The Supreme Court affirmed that the stipulations of Part I of the 1996 Act are universally applicable to all arbitrations and related proceedings. In instances where such arbitration is conducted within India, the provisions of Part I are mandatory, allowing parties only limited deviation as permitted by the derogatory clauses of Part I. Concerning International Commercial Arbitrations conducted outside India, the provisions of Part I are applicable by default unless the parties, through express or implied agreement, exclude some or all of its provisions. In such instances, the laws or rules chosen by the parties take precedence, and any provisions in Part I contrary to or excluded by those laws or rules shall not be operative.

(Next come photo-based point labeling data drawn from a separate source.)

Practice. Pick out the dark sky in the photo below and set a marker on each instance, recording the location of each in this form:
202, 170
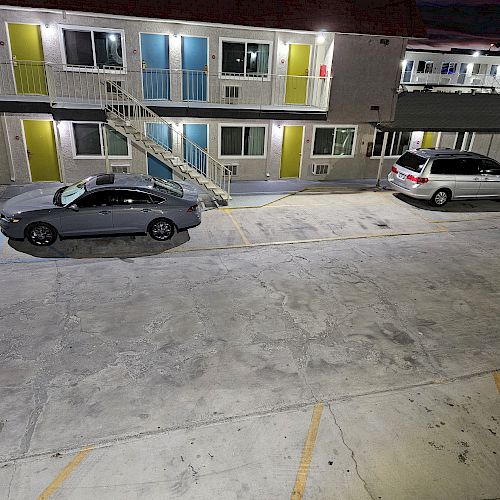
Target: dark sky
461, 23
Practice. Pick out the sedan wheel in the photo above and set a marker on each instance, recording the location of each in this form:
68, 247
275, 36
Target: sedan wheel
161, 229
41, 234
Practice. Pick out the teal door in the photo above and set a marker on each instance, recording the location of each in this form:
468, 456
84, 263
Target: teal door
196, 135
155, 66
194, 68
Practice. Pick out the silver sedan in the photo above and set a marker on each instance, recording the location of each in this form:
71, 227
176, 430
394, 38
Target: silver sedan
102, 204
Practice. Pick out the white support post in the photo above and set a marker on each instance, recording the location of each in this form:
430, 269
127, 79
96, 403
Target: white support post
381, 161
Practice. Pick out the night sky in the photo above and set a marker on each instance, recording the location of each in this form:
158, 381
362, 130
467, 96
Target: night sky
462, 23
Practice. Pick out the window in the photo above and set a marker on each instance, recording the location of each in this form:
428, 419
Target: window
245, 58
464, 140
93, 48
97, 199
334, 141
88, 141
397, 143
425, 66
490, 167
412, 162
448, 68
242, 141
126, 197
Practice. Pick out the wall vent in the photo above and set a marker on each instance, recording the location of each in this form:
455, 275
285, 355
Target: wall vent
320, 168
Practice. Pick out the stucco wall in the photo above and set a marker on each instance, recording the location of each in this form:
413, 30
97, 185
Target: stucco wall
366, 73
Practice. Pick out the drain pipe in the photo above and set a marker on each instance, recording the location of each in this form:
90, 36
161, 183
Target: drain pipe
381, 161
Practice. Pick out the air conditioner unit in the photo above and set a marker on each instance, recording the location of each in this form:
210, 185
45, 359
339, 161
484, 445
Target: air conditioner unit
231, 94
320, 168
233, 168
119, 169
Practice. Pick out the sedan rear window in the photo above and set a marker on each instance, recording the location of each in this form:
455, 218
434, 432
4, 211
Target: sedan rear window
169, 187
412, 162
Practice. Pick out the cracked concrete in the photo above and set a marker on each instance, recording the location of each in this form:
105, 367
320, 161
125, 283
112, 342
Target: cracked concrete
136, 355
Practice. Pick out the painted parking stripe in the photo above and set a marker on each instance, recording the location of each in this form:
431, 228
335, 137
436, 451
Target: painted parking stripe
238, 227
57, 482
307, 454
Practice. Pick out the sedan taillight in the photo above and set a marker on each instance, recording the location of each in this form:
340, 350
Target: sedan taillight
418, 180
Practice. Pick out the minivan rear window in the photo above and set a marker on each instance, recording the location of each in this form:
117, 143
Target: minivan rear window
411, 161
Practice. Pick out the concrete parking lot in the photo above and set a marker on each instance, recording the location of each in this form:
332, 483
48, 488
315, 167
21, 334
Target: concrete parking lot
338, 343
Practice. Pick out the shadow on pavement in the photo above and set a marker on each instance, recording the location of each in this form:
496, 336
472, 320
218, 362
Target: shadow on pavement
454, 206
108, 247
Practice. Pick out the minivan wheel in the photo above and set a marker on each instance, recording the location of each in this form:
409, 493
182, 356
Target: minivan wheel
440, 198
41, 234
161, 229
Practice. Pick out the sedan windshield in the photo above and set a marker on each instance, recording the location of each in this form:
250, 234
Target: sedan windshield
71, 193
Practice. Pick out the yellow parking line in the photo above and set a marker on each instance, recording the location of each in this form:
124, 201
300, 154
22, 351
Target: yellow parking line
307, 453
238, 228
496, 376
56, 483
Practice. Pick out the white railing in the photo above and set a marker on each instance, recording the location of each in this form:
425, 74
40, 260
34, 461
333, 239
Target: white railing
487, 81
80, 85
148, 125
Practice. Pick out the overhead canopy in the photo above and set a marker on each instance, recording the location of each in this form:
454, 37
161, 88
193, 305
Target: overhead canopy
375, 17
445, 112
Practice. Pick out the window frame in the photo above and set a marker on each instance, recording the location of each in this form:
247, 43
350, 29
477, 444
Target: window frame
91, 29
244, 76
467, 134
376, 157
242, 156
354, 141
102, 156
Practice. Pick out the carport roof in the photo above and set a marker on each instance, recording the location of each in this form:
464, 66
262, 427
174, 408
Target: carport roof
445, 112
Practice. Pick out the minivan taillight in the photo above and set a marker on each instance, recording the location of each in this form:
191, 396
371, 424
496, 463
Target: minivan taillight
418, 180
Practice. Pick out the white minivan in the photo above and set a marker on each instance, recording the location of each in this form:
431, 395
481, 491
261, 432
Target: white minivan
440, 175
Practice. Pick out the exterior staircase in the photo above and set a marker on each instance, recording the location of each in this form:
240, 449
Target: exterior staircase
130, 117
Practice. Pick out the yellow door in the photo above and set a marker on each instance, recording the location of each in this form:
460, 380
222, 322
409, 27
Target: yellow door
27, 53
298, 70
428, 140
291, 151
41, 150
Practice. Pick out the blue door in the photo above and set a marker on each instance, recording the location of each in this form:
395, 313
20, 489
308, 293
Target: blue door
155, 66
196, 134
157, 168
194, 68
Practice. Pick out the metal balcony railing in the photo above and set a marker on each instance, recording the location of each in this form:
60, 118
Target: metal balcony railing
63, 84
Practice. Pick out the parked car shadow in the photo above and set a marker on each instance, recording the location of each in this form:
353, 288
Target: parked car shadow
454, 206
106, 246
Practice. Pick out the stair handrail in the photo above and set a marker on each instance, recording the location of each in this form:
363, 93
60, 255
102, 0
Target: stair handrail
215, 171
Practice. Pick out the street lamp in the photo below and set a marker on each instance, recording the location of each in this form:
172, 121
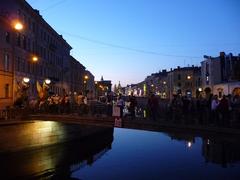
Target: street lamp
18, 26
26, 80
34, 58
86, 77
47, 81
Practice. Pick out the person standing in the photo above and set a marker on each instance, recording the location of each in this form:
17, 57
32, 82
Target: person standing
120, 104
153, 105
214, 106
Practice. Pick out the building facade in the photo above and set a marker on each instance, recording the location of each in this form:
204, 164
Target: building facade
185, 81
30, 48
221, 75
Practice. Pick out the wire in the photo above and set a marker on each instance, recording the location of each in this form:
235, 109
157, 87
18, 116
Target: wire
126, 48
54, 5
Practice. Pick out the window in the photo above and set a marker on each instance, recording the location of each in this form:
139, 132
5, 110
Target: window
18, 64
6, 90
6, 62
19, 39
7, 36
24, 42
179, 76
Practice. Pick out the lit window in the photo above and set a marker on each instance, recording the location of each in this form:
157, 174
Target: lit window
6, 62
6, 90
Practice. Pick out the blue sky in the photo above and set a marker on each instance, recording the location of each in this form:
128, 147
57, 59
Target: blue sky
126, 40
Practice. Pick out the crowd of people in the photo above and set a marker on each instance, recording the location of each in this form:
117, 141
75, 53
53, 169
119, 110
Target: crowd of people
222, 111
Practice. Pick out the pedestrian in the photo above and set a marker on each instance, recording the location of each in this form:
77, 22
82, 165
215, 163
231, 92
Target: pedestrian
120, 104
132, 105
153, 106
214, 108
223, 109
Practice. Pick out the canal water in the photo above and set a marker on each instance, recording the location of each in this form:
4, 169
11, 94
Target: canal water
139, 154
115, 153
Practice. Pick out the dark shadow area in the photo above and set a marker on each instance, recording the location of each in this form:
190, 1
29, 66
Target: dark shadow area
56, 162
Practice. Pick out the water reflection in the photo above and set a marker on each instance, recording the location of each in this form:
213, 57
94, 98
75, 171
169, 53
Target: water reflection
58, 161
220, 149
225, 152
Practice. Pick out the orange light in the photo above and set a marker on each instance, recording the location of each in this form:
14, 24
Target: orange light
86, 77
35, 58
18, 26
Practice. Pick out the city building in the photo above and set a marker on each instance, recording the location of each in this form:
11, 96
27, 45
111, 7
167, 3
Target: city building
31, 50
221, 75
185, 81
77, 74
103, 87
89, 82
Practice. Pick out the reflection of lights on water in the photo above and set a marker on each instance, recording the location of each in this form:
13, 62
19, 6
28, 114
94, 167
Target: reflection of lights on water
189, 144
208, 141
144, 113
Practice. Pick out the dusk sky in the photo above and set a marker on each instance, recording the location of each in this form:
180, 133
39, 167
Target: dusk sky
126, 40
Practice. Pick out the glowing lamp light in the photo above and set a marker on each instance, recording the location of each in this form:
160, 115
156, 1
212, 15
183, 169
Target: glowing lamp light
86, 77
26, 80
18, 26
189, 144
35, 58
47, 81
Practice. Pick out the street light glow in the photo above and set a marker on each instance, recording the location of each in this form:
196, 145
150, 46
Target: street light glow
26, 80
47, 81
18, 26
35, 58
86, 77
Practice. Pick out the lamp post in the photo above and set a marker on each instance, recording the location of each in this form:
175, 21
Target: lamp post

  • TDM Infrastructure Pvt. Ltd. vs. UE Development India Pvt. Ltd.

The Supreme Court determined that in the scenario where a company holds dual nationality, being registered both abroad and in India, it shall be construed as an Indian corporation for the purposes of this Act, rather than being classified as a foreign corporation.

  • S.B.P. and Co. v. Patel Engineering Ltd. and Anr.

The Supreme Court established that when an arbitral tribunal is constituted by the parties without requiring judicial intervention, the tribunal possesses the authority to adjudicate upon all jurisdictional matters through the exercise of its competence under Section 16 of the Act.